Class A drug use among UK youth hits highest rate in more than 25 years, thanks to cheap cocaineScreen Shot 2017 10 25 At 1.35.40 AM

Class A drug use among UK youth hits highest rate in more than 25 years, thanks to cheap cocaine

As cocaine prices drop to their lowest in more than 25 years, the number of UK youth who use Class A drugs not only continues to rise, but sits at the highest rate in more than 25 years.

The Crime Survey of England and Wales’ Home Office released statistics that indicated that 8.4 percent of 16 to 24 years olds used Class A substances during the 2017-2018 year. Seven percent reported interaction with Class A drugs from 2016-2017. The Home Office’s findings point to an upward trend in use each year: only 4.8 percent experimented with the substances from 2012-2013. The 2017-2018 proportion is also the highest since 20015-2006.

Six percent of Class A drug users tried powder cocaine, driving the use of the stimulant up another 4.8 percent in the previous year. Powder cocaine use from 2017-2018 reflected the highest figure since 2008-2009.

Much of the increased cocaine activity is due to declining cocaine prices, making the drug more easily affordable for UK youth as the prevalence of cell phones simplify the process of finding cocaine. The UN’s 2018 World Drug Report situated the street price of a gram of cocaine in the UK at $54 in 2016, as compared to $91 in 2007, and $128 in 1998.

“Our young people’s services have seen a significant rise in the use of Class A drugs,” Yasmin Batliwala, chair of London-based drug and alcohol treatment charity WDP, said. “The primary drug of choice has always been alcohol, as well as cannabis, but certainly in the last two or more years the use of Class A drugs has increased substantially,” Batliwala added.
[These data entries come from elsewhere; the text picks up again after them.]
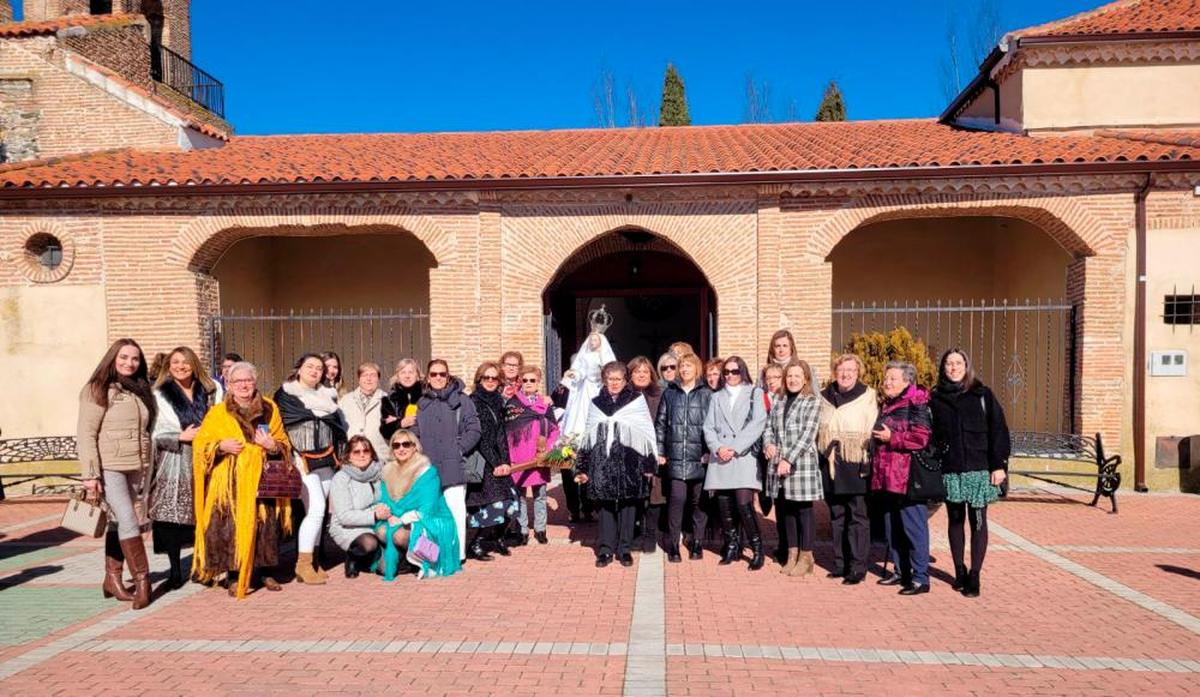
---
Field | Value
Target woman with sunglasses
[505,366,558,545]
[376,428,462,581]
[412,359,479,561]
[329,434,391,578]
[467,361,517,561]
[704,356,767,571]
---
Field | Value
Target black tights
[946,503,988,578]
[775,497,815,552]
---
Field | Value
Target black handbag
[907,445,946,501]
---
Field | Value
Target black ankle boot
[950,566,970,590]
[716,497,742,566]
[738,504,767,571]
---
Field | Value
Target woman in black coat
[654,354,713,563]
[575,361,658,567]
[929,348,1010,597]
[467,361,517,561]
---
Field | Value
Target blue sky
[184,0,1100,134]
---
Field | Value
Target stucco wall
[0,284,108,438]
[1021,62,1200,131]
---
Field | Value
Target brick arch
[809,196,1104,259]
[166,209,456,269]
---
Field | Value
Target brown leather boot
[296,552,325,585]
[779,547,800,576]
[121,535,150,609]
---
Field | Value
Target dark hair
[625,356,659,390]
[346,433,379,461]
[283,351,325,385]
[600,361,629,380]
[88,338,158,429]
[937,347,979,391]
[320,351,346,390]
[721,356,751,385]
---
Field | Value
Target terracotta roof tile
[1013,0,1200,37]
[0,14,145,37]
[0,119,1200,188]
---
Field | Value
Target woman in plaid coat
[762,361,824,576]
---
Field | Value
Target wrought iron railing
[832,299,1076,433]
[208,308,432,390]
[150,44,224,119]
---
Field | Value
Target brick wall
[0,37,179,157]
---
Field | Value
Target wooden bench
[1004,431,1121,513]
[0,435,83,501]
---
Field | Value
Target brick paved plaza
[0,482,1200,696]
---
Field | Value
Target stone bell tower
[18,0,192,60]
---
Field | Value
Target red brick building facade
[0,1,1200,488]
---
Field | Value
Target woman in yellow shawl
[192,362,292,599]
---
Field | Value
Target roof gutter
[0,160,1200,200]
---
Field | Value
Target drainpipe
[1133,174,1154,492]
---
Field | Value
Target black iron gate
[832,299,1076,433]
[208,310,430,391]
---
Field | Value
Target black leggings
[946,501,988,578]
[775,497,816,552]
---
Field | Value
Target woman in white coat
[341,362,391,462]
[704,356,767,571]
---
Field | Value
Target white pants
[296,467,334,554]
[442,485,467,561]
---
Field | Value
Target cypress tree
[659,64,691,126]
[816,80,846,121]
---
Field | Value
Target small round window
[25,233,62,270]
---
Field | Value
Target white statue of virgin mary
[559,306,617,437]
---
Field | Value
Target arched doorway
[828,215,1078,433]
[542,228,716,384]
[208,226,437,385]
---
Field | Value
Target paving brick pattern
[0,489,1200,697]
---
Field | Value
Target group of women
[78,331,1008,608]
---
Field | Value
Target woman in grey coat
[762,361,823,576]
[704,356,767,571]
[329,434,391,578]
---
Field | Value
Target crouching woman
[376,428,462,581]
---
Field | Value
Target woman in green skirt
[929,348,1010,597]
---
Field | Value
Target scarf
[822,381,866,407]
[158,379,209,429]
[280,380,338,417]
[342,459,383,483]
[582,386,659,457]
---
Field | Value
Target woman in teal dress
[376,428,462,581]
[929,348,1010,597]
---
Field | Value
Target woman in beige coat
[77,338,156,609]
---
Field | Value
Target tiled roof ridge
[1008,0,1200,38]
[230,116,937,140]
[0,12,145,37]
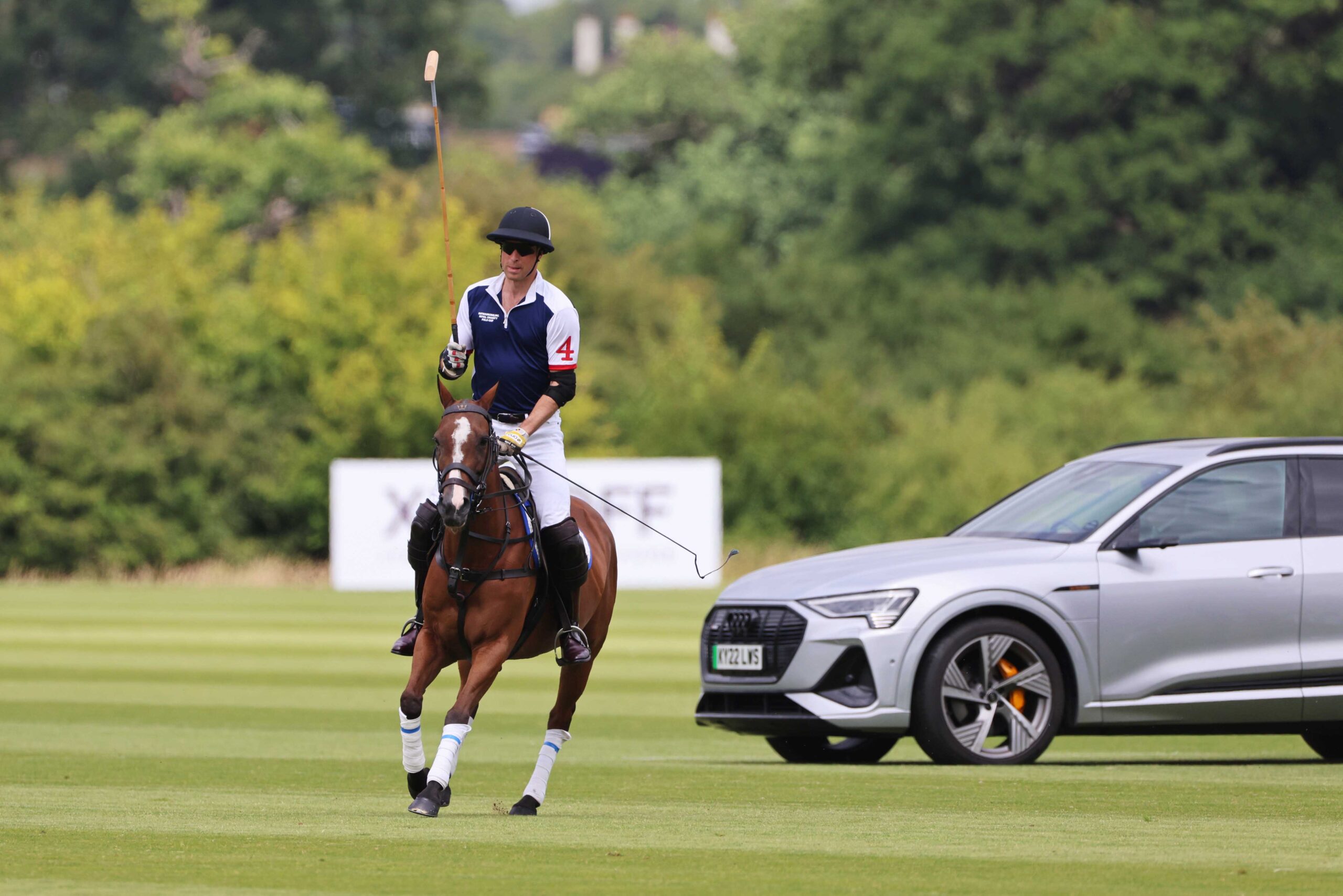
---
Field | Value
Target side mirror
[1110,517,1139,553]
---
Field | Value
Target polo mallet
[424,50,456,343]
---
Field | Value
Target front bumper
[695,604,909,736]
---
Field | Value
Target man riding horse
[392,207,592,665]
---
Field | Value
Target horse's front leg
[399,630,444,797]
[410,638,509,817]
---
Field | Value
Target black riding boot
[541,517,592,666]
[392,501,438,657]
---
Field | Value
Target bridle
[434,400,502,510]
[434,399,544,658]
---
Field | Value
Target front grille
[700,607,807,684]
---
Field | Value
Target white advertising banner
[331,457,722,591]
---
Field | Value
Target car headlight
[802,589,919,628]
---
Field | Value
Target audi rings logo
[722,610,760,638]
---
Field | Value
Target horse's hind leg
[400,632,443,797]
[508,650,596,815]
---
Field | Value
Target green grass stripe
[0,584,1343,896]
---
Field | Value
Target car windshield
[952,461,1179,544]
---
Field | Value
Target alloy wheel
[942,634,1054,762]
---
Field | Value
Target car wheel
[1302,727,1343,762]
[911,616,1064,766]
[765,735,900,766]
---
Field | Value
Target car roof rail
[1207,435,1343,457]
[1101,435,1206,451]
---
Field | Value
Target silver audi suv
[696,438,1343,763]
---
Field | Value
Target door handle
[1245,567,1296,579]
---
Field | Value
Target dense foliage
[0,0,484,164]
[0,0,1343,573]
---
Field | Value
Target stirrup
[553,626,592,666]
[392,616,424,657]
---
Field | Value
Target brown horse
[400,380,615,817]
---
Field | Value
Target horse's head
[434,380,498,530]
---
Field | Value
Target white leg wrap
[396,709,424,771]
[523,728,569,805]
[429,726,472,784]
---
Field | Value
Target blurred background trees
[0,0,1343,573]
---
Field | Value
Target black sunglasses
[499,243,536,258]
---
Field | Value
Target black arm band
[545,371,579,407]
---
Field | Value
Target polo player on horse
[392,207,592,665]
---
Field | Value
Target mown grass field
[0,584,1343,893]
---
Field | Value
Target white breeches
[493,414,572,529]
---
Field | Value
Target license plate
[713,644,764,671]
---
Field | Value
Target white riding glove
[438,343,467,380]
[499,426,527,457]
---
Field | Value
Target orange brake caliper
[998,658,1026,712]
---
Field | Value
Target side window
[1137,460,1295,544]
[1302,457,1343,537]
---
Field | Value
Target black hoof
[406,769,429,798]
[406,797,438,818]
[406,781,453,818]
[508,795,541,815]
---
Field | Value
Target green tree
[72,67,387,232]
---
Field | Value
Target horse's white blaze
[523,728,569,805]
[447,417,472,508]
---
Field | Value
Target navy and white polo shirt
[456,271,579,414]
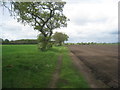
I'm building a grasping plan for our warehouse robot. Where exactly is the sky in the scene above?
[0,0,119,43]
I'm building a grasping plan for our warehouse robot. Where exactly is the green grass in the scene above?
[2,45,88,88]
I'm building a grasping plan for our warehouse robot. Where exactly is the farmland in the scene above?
[2,45,89,88]
[68,45,118,87]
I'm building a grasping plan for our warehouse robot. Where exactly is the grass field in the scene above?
[2,45,89,88]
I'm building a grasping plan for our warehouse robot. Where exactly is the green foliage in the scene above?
[38,34,52,51]
[52,32,69,46]
[4,2,68,50]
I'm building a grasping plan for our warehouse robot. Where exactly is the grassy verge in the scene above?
[2,45,59,88]
[57,47,89,88]
[2,45,89,88]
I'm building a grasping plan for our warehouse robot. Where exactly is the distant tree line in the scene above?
[0,39,38,44]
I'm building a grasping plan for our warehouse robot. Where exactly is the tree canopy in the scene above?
[4,2,68,50]
[53,32,69,46]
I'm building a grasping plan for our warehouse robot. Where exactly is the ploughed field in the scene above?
[68,45,118,87]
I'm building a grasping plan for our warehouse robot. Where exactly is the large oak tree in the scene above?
[4,2,68,50]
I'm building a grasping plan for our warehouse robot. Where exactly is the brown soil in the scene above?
[49,55,62,88]
[68,45,118,88]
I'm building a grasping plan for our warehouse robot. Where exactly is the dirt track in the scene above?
[68,45,118,88]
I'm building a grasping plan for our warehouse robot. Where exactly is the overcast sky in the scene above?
[0,0,119,43]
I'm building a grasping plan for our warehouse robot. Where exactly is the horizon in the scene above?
[0,0,119,43]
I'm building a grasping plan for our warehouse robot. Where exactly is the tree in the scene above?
[4,2,68,50]
[4,39,9,44]
[53,32,69,46]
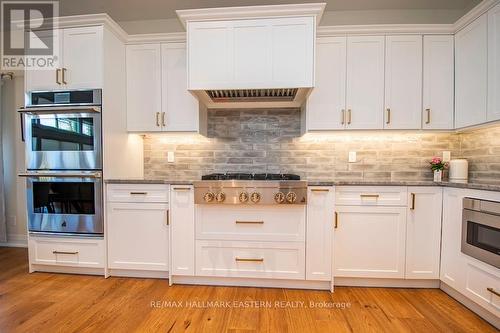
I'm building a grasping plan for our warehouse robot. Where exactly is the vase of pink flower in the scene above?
[429,157,448,182]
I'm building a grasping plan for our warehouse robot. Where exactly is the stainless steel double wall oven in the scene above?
[19,90,104,236]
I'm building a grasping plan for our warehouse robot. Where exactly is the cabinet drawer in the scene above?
[196,205,306,242]
[107,184,169,203]
[335,186,407,206]
[465,262,500,317]
[29,237,105,268]
[196,241,305,279]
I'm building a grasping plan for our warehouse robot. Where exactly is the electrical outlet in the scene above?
[349,151,356,163]
[167,151,175,163]
[443,151,451,162]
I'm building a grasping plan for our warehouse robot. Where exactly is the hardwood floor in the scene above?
[0,248,498,333]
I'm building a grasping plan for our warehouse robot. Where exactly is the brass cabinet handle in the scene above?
[234,221,264,224]
[410,193,416,210]
[486,288,500,297]
[234,257,264,262]
[52,251,78,254]
[62,68,68,84]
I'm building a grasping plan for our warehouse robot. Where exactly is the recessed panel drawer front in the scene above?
[107,184,169,203]
[29,237,105,268]
[335,186,408,206]
[196,205,306,242]
[196,241,305,279]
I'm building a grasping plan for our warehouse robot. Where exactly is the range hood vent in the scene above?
[205,88,299,103]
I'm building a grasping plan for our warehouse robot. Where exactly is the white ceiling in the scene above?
[60,0,480,21]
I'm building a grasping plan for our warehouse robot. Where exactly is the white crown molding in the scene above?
[175,3,326,28]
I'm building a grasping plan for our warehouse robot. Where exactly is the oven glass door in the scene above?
[27,176,104,234]
[24,113,102,170]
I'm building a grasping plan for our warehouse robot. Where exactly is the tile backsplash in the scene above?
[144,109,500,182]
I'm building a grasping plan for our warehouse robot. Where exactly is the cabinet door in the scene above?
[455,14,488,128]
[406,187,443,279]
[63,26,104,89]
[306,37,346,131]
[488,4,500,121]
[422,36,455,129]
[333,206,406,279]
[161,43,200,132]
[127,44,161,131]
[346,36,384,129]
[384,36,422,129]
[306,186,334,281]
[170,185,195,275]
[25,30,63,92]
[107,202,169,271]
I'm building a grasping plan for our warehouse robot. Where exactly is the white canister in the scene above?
[450,159,469,183]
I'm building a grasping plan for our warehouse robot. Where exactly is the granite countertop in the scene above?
[105,179,500,192]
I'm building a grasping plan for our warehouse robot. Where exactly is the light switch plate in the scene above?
[349,151,356,163]
[167,151,175,163]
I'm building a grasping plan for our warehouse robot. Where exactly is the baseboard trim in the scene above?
[334,277,439,289]
[172,275,330,290]
[440,282,500,329]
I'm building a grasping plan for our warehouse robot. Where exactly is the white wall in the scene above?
[1,76,27,243]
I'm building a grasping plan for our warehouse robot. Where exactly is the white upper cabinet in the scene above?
[346,36,385,129]
[127,44,162,131]
[187,17,315,90]
[382,35,422,129]
[26,26,104,91]
[487,4,500,121]
[422,35,455,129]
[305,37,346,131]
[455,14,488,128]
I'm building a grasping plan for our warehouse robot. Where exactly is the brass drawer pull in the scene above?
[234,221,264,224]
[234,257,264,262]
[486,288,500,297]
[52,251,78,254]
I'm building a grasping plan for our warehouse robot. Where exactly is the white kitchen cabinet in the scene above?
[26,26,104,91]
[384,35,422,129]
[333,206,406,279]
[187,17,315,90]
[346,36,385,129]
[127,44,162,132]
[161,43,200,132]
[487,4,500,121]
[170,185,195,276]
[455,14,488,128]
[107,202,169,272]
[422,35,455,129]
[306,186,334,281]
[406,186,443,279]
[305,37,347,131]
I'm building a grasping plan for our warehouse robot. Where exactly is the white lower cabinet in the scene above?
[334,206,406,279]
[170,185,195,276]
[306,186,335,281]
[406,187,443,279]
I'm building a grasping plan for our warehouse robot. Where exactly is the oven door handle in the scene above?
[17,105,101,114]
[18,172,102,178]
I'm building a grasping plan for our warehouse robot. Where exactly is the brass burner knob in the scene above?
[215,192,226,202]
[250,192,261,203]
[286,192,297,203]
[203,192,215,202]
[274,192,285,203]
[238,192,249,203]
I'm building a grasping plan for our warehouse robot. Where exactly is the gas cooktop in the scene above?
[201,173,300,180]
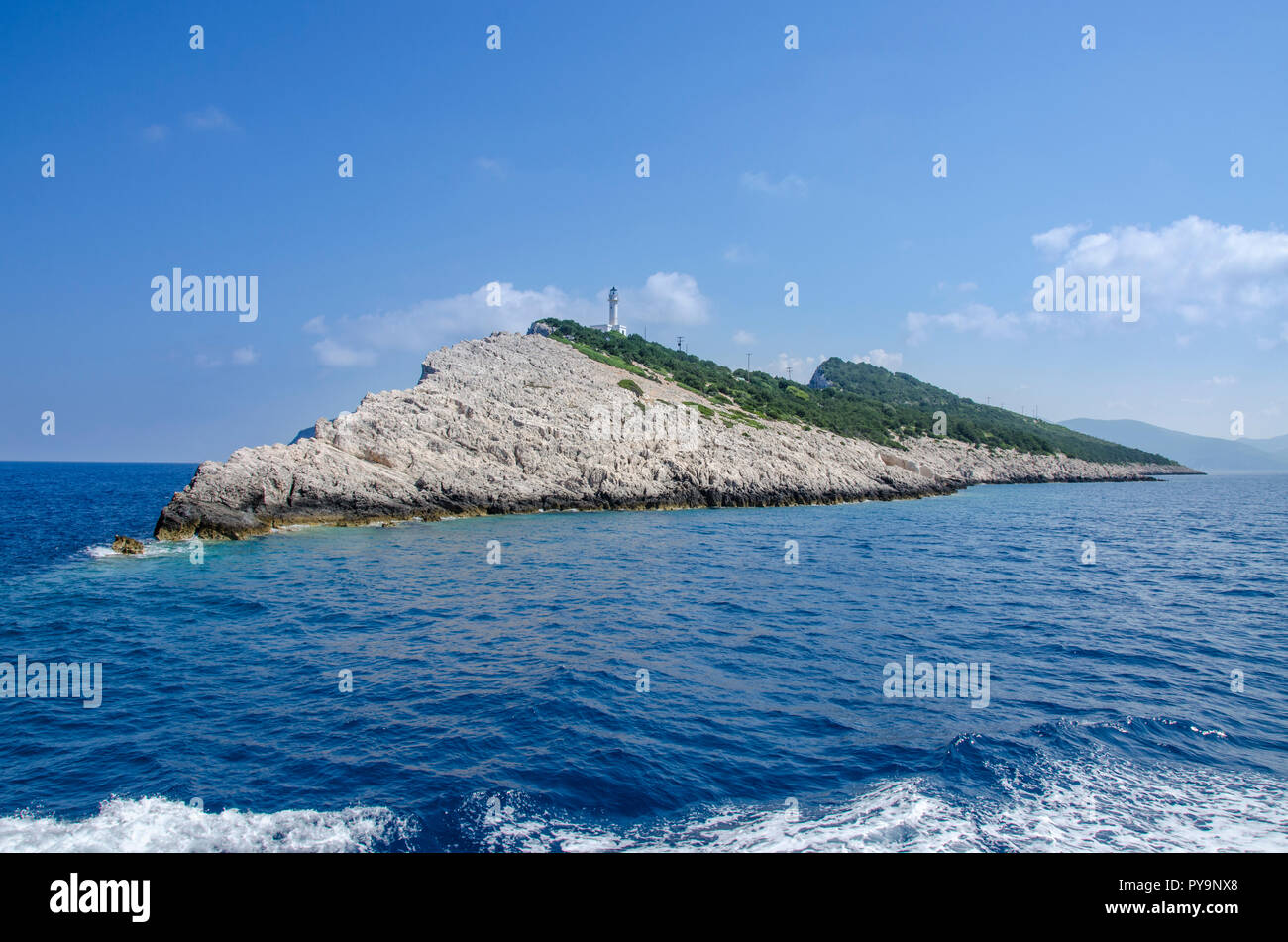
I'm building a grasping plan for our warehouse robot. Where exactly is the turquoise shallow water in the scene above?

Harry Shapiro of DrugWise emphasized the connection between lower cocaine prices and the cocaine using demographic: given the decreased costs, cocaine users “no longer had to be city boys with lots of money.” Shapiro also underscored the cell phone’s impact on broadspread use of the drug. “You’ve got a broader network of distribution making [cocaine] available in places where it wasn’t before, and they [youth] don’t have to hang around on street corners waiting for a bloke anymore. Some people have got their dealer on speed dial and it’s a bit lke home delivery of pizza. All of that allows for a more discreet, wider network of distribution.” Shapiro said.

One of the UK’s leading mental health, drug, and alcohol charities, Addaction decreased the age threshold of its services from 14 to 13 at its South Lanarkshire location in Scotland to accommodate the prevalence of child cocaine addiction in the area.

“[Cocaine is] cheap, plentiful, and easy to get,” Addaction charity worker Jacqueline Baker-Whyte said, “The ‘quality’ is usually poor and the side effects can be horrendous,” but as the Home Office’s data conveys, neither health risk nor the criminalization of cocaine are successfully quelling its use.